Professor, Peking University

Liangyi Chen is Boya Professor of Peking University. He obtained his undergraduate degrees Biomedical engineering in Xi’an JiaoTong University, then majored in Biomedical engineering in pursuing PhD degree in Huazhong University of Science and Technology. His lab focused on two interweaved aspects: the development of new imaging and quantitative image analysis algorithms, and the application of these technology to study how glucose-stimulated insulin secretion is regulated in the health and disease at multiple levels (single cells, islets and in vivo) in the health and disease animal models.
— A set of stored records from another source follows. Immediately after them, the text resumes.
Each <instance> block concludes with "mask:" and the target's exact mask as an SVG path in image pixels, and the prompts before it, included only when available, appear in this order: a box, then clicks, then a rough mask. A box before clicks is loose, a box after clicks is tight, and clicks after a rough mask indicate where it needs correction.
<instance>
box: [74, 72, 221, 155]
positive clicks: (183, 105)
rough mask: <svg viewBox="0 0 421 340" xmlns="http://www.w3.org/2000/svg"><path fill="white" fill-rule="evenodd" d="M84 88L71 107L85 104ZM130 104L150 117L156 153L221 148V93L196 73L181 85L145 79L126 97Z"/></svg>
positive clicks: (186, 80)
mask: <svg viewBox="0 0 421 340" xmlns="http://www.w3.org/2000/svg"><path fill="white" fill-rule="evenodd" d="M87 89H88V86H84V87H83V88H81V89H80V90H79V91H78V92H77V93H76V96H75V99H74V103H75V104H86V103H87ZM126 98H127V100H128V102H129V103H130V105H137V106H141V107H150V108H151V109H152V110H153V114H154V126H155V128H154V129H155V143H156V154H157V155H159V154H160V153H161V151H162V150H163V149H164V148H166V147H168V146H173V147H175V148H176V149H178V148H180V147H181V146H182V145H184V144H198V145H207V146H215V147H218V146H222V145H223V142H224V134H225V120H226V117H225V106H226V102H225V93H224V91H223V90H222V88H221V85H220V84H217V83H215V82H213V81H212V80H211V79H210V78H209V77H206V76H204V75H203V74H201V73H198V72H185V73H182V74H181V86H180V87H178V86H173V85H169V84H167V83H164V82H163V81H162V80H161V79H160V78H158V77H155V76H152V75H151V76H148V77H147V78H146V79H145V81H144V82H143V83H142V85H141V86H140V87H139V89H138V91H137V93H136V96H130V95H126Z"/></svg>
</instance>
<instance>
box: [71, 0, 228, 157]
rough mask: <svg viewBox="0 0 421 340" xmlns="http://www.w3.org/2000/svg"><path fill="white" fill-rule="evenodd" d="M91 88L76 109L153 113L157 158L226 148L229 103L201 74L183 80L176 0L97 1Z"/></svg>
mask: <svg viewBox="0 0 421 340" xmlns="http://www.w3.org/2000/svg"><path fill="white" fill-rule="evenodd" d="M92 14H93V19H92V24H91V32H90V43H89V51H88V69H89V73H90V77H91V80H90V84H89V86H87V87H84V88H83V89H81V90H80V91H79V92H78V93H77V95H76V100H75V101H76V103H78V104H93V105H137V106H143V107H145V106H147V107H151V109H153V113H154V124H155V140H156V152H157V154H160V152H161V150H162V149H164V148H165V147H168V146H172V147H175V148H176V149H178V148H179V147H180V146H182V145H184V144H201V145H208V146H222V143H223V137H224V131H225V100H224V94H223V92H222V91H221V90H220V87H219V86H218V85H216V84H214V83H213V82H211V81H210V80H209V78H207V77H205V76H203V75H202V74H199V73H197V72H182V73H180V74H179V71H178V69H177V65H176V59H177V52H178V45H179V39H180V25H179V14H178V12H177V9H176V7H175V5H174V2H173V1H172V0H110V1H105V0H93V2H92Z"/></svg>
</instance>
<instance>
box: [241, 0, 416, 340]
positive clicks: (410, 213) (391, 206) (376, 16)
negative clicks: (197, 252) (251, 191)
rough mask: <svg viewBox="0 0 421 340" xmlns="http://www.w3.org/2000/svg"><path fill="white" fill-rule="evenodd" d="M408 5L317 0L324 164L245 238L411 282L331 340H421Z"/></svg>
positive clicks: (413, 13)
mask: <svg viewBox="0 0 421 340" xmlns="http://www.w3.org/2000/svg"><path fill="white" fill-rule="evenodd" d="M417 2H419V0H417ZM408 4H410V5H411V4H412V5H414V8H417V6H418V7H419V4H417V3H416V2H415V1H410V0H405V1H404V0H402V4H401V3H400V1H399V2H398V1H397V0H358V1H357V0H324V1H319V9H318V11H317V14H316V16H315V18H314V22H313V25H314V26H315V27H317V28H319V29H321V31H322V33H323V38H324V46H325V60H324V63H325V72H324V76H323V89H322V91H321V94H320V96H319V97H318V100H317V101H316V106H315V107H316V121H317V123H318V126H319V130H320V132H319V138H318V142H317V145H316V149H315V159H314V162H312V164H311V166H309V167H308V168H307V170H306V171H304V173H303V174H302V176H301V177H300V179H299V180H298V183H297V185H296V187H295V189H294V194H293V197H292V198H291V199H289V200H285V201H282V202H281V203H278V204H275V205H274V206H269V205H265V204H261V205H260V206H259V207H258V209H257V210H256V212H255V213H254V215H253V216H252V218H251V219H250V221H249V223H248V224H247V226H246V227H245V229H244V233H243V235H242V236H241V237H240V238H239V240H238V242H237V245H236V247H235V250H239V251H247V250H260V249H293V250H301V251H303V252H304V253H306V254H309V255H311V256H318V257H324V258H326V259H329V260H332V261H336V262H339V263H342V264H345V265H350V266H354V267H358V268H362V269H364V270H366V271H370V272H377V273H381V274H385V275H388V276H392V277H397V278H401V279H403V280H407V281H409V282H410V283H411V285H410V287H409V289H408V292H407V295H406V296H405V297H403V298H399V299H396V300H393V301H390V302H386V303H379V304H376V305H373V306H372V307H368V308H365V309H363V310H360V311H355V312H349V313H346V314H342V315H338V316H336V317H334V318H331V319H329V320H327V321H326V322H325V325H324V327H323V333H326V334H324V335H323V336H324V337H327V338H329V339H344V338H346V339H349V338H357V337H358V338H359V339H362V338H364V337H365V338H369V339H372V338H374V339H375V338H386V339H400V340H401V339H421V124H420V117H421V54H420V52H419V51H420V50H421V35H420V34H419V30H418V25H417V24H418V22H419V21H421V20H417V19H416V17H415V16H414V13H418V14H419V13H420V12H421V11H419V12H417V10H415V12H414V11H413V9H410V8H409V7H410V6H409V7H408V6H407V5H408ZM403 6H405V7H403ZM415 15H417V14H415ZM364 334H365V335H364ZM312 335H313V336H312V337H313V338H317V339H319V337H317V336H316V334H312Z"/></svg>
The techniques developed included ultrasensitive Hessian structured illumination microscopy (Hessian SIM) for live cell super-resolution imaging, the Sparse deconvolution algorithm for extending spatial resolution of fluorescence microscopes limited by the optics, Super-resolution fluorescence-assisted diffraction computational tomography (SR-FACT) for revealing the three-dimensional landscape of the cellular organelle interactome, two-photon three-axis digital scanned lightsheet microscopy (2P3A-DSLM) for tissue and small organism imaging, and fast High-resolution Miniature Two-photon Microscopy (FHIRM-TPM) for Brain Imaging in Freely-behaving Mice. He is also recipient of the National Distinguish Scholar Fund project from National Natural Science Foundation of China.